(BFI) – Réuni le 2 mars à Malabo, en Guinée Equatoriale, le parlement de la Cemac a franchi un cap structurant en adoptant à l’unanimité une résolution musclée qui enjoint désormais l’institution d’appliquer les articles 51 et 52 du Traité révisé. Ces articles même qui prévoit des sanctions contre les Etats récalcitrants. Et pour cause, la commission traverse une crise financière sans précédent avec plus de 263 milliards de Fcfa d’impayés de Taxe communautaire d’intégration non reversés par les Etats membres, au point que son Président, Baltazar Engonga Edjo’o avait déjà été contraint, le 5 février dernier, de suspendre les activités jugées non stratégiques, une première dans l’histoire de l’organisation.

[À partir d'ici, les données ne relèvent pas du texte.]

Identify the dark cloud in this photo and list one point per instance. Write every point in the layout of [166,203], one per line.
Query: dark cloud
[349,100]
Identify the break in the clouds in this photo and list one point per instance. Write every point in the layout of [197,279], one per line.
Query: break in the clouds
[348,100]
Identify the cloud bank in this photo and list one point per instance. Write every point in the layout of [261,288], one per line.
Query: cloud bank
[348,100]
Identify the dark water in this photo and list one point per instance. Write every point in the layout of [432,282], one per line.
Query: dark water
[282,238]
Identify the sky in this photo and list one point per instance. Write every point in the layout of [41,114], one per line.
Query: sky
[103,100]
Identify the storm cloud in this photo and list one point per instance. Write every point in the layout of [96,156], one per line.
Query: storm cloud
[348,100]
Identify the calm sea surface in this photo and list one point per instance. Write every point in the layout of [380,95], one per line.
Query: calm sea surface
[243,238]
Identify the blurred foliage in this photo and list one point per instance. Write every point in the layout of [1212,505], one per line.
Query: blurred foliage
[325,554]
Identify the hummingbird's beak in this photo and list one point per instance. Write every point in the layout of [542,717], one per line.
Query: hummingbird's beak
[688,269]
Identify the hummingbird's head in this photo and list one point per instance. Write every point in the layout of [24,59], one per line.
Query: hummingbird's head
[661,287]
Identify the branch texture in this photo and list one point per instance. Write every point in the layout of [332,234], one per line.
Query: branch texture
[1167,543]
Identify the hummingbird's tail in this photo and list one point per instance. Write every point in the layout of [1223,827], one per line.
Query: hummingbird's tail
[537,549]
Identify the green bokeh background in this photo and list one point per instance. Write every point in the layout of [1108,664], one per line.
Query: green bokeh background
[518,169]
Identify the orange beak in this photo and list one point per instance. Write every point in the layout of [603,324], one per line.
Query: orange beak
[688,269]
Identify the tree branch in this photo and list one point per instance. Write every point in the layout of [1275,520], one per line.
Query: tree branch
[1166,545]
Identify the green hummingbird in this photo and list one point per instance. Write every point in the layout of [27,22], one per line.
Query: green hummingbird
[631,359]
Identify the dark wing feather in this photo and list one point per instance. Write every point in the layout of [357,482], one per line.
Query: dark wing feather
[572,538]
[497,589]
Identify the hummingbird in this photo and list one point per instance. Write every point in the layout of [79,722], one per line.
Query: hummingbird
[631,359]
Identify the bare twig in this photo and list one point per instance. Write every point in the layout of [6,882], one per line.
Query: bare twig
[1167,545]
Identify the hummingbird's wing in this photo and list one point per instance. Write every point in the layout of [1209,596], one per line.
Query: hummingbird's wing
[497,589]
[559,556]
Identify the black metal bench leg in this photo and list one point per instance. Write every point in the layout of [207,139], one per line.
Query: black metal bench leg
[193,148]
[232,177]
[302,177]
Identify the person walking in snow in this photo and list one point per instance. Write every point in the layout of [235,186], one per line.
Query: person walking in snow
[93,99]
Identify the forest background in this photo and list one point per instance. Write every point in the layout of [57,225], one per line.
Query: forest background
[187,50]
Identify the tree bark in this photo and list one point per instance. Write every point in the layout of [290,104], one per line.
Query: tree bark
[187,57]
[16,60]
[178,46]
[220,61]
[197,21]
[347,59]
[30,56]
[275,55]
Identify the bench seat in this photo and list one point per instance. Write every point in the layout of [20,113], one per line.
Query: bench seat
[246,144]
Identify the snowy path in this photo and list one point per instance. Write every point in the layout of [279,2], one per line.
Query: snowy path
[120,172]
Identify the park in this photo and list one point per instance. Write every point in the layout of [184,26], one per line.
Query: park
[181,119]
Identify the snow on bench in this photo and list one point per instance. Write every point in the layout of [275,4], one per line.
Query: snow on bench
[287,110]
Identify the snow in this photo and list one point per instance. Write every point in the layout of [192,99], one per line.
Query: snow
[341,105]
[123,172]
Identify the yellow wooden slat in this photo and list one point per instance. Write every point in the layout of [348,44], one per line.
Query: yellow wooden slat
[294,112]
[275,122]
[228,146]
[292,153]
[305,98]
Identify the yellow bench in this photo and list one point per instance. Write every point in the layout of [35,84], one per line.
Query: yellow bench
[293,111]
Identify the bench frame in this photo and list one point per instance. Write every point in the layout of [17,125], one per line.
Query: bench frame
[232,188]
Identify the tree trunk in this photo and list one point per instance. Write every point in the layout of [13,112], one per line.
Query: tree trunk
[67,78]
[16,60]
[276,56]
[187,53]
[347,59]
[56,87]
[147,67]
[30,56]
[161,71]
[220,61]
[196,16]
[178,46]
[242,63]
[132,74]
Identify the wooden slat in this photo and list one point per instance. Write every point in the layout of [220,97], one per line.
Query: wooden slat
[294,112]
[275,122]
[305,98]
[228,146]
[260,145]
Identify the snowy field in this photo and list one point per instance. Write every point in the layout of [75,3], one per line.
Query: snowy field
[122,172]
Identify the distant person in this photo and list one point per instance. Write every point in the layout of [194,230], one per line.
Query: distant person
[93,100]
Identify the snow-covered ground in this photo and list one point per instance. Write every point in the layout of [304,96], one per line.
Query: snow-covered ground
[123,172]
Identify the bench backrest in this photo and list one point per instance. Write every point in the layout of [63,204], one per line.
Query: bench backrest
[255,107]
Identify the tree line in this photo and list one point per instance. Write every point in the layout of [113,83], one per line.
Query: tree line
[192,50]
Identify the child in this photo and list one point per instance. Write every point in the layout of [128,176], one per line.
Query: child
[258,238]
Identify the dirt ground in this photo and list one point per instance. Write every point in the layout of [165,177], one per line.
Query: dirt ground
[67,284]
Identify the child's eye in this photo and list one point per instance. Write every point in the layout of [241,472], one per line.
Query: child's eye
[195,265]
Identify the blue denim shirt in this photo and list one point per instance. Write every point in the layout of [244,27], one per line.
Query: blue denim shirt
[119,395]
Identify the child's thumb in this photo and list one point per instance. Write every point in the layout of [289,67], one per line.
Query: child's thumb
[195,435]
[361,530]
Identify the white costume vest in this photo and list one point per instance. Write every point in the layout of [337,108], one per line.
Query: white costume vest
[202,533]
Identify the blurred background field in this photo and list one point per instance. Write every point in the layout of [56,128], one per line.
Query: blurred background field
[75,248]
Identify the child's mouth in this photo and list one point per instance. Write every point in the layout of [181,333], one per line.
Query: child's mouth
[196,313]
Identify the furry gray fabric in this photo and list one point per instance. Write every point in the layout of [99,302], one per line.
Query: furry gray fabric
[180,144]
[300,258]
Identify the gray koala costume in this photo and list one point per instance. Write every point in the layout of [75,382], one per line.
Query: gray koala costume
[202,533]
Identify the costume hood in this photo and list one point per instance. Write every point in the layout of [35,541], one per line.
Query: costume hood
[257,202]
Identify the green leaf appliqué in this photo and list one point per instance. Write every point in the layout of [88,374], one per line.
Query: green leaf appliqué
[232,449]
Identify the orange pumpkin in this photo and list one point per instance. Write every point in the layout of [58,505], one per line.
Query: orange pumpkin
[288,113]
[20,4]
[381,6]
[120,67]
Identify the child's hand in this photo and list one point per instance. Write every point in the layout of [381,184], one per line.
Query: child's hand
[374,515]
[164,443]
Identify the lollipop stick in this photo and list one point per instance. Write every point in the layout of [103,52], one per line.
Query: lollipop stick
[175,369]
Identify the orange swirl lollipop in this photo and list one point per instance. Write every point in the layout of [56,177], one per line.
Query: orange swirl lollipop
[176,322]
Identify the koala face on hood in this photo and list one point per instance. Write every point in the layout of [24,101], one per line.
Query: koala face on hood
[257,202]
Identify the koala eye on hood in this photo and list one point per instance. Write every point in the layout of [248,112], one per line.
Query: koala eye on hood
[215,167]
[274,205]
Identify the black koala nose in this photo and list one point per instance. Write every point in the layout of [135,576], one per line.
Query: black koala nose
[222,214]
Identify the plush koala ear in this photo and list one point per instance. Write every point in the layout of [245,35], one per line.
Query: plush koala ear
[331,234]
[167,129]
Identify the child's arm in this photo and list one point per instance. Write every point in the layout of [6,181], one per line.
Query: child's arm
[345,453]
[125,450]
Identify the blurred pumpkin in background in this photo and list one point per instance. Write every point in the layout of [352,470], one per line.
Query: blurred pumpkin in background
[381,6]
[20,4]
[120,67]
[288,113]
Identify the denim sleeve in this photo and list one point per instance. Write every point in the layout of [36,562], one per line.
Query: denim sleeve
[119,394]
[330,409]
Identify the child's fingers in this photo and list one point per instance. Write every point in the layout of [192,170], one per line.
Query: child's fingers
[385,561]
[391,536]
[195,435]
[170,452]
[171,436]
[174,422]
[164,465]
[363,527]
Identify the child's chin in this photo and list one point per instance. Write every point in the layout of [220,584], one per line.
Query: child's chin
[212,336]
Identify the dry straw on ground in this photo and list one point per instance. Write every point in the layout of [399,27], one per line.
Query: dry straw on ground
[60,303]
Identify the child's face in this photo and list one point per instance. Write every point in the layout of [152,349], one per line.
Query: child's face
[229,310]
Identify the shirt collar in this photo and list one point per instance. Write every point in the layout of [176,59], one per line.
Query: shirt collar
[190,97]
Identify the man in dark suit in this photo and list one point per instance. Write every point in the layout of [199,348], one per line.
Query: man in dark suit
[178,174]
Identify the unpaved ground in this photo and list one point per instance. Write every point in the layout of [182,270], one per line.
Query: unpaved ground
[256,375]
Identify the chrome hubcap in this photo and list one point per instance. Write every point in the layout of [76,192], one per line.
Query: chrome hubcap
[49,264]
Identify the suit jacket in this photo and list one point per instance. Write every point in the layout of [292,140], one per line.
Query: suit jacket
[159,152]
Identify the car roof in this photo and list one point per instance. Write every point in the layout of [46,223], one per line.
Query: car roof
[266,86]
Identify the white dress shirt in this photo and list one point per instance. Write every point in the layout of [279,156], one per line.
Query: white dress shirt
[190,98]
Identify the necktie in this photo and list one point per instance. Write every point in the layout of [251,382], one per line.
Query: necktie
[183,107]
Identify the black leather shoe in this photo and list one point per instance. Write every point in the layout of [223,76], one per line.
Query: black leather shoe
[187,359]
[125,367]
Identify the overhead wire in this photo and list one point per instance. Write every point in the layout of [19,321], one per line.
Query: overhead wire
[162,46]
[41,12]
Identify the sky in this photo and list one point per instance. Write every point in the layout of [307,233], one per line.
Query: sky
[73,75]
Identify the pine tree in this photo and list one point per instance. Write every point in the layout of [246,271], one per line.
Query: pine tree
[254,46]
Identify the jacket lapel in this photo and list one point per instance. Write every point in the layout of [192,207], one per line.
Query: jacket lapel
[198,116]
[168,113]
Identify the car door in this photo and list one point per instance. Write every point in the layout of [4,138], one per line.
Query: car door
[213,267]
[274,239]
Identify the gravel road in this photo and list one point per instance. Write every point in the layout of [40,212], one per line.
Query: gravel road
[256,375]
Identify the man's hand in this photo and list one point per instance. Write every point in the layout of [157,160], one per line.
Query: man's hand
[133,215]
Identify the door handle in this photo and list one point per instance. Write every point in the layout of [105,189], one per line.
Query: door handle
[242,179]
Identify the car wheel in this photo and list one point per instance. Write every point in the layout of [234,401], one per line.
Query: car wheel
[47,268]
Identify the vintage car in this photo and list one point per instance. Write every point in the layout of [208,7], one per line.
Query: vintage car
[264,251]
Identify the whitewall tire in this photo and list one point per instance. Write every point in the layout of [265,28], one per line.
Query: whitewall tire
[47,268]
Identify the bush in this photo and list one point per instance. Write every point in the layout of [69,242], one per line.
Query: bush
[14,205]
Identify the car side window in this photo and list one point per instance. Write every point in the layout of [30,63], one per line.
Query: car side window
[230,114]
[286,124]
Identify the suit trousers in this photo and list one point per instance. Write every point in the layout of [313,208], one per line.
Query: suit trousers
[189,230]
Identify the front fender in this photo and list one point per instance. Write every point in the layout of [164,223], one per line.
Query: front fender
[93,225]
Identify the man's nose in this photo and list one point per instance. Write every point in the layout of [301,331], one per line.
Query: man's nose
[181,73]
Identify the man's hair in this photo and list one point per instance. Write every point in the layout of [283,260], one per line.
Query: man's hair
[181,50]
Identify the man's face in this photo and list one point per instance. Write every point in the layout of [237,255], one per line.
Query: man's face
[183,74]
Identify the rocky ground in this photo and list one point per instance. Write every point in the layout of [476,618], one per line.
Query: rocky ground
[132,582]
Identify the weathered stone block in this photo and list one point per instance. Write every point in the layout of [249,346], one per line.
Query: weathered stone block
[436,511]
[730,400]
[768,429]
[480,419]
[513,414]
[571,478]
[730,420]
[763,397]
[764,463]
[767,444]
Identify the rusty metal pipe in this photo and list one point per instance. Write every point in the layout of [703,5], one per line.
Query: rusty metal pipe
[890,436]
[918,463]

Le message des parlementaires, réunis sous la direction du gabonais Alexandre Awassi, est donc sans ambigüité. En effet, les chiffres du rapport 2025 sont accablants. Sur les 51,9 milliards de Fcfa attendu au titre de la TCI, seuls 31 milliards de Fcfa ont effectivement été recouvrés, soit un taux d’exécution de 59,9%. Le potentiel théorique annuel de la taxe est pourtant évalué à 118,6 milliards de Fcfa. La répartition des arriérés est tout aussi édifiante : la République Démocratique du Congo (RDC) arrive avec 61,8 milliards de Fcfa (23,4% au total), suivie du Cameroun avec 59,9 milliards de Fcfa (22,7%), puis le Congo 52,2 milliards de Fcfa (19,8%), du Tchad 49,1 milliards de Fcfa (18,6%) et de la Guinée Equatoriale 34,1 milliards de Fcfa (12,9%).
Pour forcer la main aux retardataires, le Traité révisé offre pourtant une artillerie juridique lourde, jusqu’ici restée dans les housses. L’article 51 prévoit un prélèvement automatique directement sur le compte ordinaire ouvert par chaque Trésor nationale auprès de la BEAC, effectué de plein droit à l’initiative du président de la commission dès lors qu’un Etat n’a pas été honoré ses versements dans les délais. L’article 52 va plus loin encore : un an après l’expiration du délai de paiement, l’Etat défaillant est privé de son droit de vote lors des assises des institutions communautaires et six mois plus tard, il est exclu de toutes les activités de la Communauté et cesse de bénéficier de ses avantages.
En demandant systématiquement l’activation de ces mécanismes, le Parlement de la Cemac tente de tourner la page d’une culture de l’impunité qui gangrène l’institution depuis plusieurs années. Reste désormais la réalité. Si la commission n’ose pas activer le prélèvement automatique, la résolution du 2 mars ne sera qu’un coup d’épée de plus dans l’eau. Le prochain teste de crédibilité est plus que jamais entre les mains du président Engonga Edjo’o.